The fourth count charges that certain citizens of the United States did, in June, 1818, take on board or transport from one foreign place or country to another certain negroes in a vessel for the purpose of holding, selling, or otherwise disposing of them as slaves or to be held to labor or service. In the case of the Merino, the information
contains three counts, the second of which alone was relied upon by the counsel for the respondent, and this states that on the ___ day of June, 1818, certain citizens of the United States received on board of the said vessel, belonging to citizens of the United States, and transported from one foreign place or country, viz., from Cuba to Pensacola, a certain number of negroes for the purpose of holding the said negroes as slaves, and that the said vessel, with her cargo and the negroes, were, on 21 June, 1818, seized on the high seas by Capt. McKeever, commander of the United States ketch Surprise, and were brought into the District of Mobile for a violation of the laws of the United States, and particularly of the 4th section of the act of 1818.
The information in the case of the Louisa and her cargo was substantially the same as the one last mentioned, the second count being also founded on the 4th section of the act of 1818.
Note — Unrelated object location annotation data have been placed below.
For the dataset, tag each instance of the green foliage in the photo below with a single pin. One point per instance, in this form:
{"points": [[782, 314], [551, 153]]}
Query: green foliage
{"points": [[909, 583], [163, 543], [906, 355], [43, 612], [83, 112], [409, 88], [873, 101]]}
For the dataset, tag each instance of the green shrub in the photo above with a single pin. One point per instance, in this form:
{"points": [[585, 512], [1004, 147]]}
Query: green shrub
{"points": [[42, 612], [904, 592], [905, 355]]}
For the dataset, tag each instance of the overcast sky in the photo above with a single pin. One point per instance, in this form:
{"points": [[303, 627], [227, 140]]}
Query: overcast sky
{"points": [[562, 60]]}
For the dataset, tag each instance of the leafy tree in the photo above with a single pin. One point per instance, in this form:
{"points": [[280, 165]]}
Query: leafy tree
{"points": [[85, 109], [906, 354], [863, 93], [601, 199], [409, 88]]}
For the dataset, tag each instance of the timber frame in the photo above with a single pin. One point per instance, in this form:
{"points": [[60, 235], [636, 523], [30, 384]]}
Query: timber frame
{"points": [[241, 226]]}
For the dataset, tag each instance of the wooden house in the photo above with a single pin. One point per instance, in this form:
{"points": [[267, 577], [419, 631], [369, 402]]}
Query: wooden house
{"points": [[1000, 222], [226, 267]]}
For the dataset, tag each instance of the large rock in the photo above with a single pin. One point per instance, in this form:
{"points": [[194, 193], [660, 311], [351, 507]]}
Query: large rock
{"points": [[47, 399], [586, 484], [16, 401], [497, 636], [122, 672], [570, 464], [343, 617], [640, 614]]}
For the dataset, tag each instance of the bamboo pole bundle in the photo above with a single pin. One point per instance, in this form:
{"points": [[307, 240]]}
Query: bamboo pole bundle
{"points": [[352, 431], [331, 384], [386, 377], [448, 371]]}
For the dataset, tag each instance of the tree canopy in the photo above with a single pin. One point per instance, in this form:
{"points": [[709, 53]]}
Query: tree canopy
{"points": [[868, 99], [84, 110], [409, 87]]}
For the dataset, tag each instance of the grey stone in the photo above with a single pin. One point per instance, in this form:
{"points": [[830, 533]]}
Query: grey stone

The evidence in these cases established the following facts, viz., that the above vessels, owned by citizens of the United States and registered as such, sailed from certain ports in the United States to Havana, where they each received on board certain goods, as also a number of slaves, newly imported from the coast of Africa, the latter belonging to subjects of Spain, residents either of Havana or Pensacola, to be transported from the former to the latter place. The Merino cleared out at Havana on 2 June, 1818, for Mobile, and the Constitution and Louisa on the 10th of the same month, for New Orleans.
The owners of these vessels, however, engaged to land the slaves at Pensacola on their respective voyages to New Orleans and Mobile. On their arrival within or near to the Bay of Pensacola, that place was found in possession of the American army under the command of Gen. Jackson. The Merino was seized by the United States ketch Surprise, commanded by Capt. McKeever, within a mile and a half of Fort Barancas, inside the bar, and within the harbor of Pensacola. The Constitution was taken possession of by Col. Brooke, of the United States army, under the guns of Fort Barancas, then in possession of the United States forces. The Louisa was captured by Capt. McKeever in the ketch before mentioned outside of the bar at Pensacola, standing in. These vessels, with their goods on board and the negroes, were sent to the District of Mobile for adjudication. The Constitution, having on board an agent of Col. Brooke, was boarded off Mobile Point by the United States revenue boat and was carried in and reported by Capt. Lewis, commanding said boat, to the collector as having been seized by him, the agent reporting the seizure as having been made by Col. Brooke.
The informations against these vessels and their cargoes were filed in the General Court for the Territory of Alabama, from whence the proceedings were removed into the District Court of Alabama, where the vessels and their cargoes were severally condemned as forfeited to the United States, but the distribution was reserved for the future order of the court. From these
sentences of condemnation the claimants of the vessels and the cargoes appealed to this Court.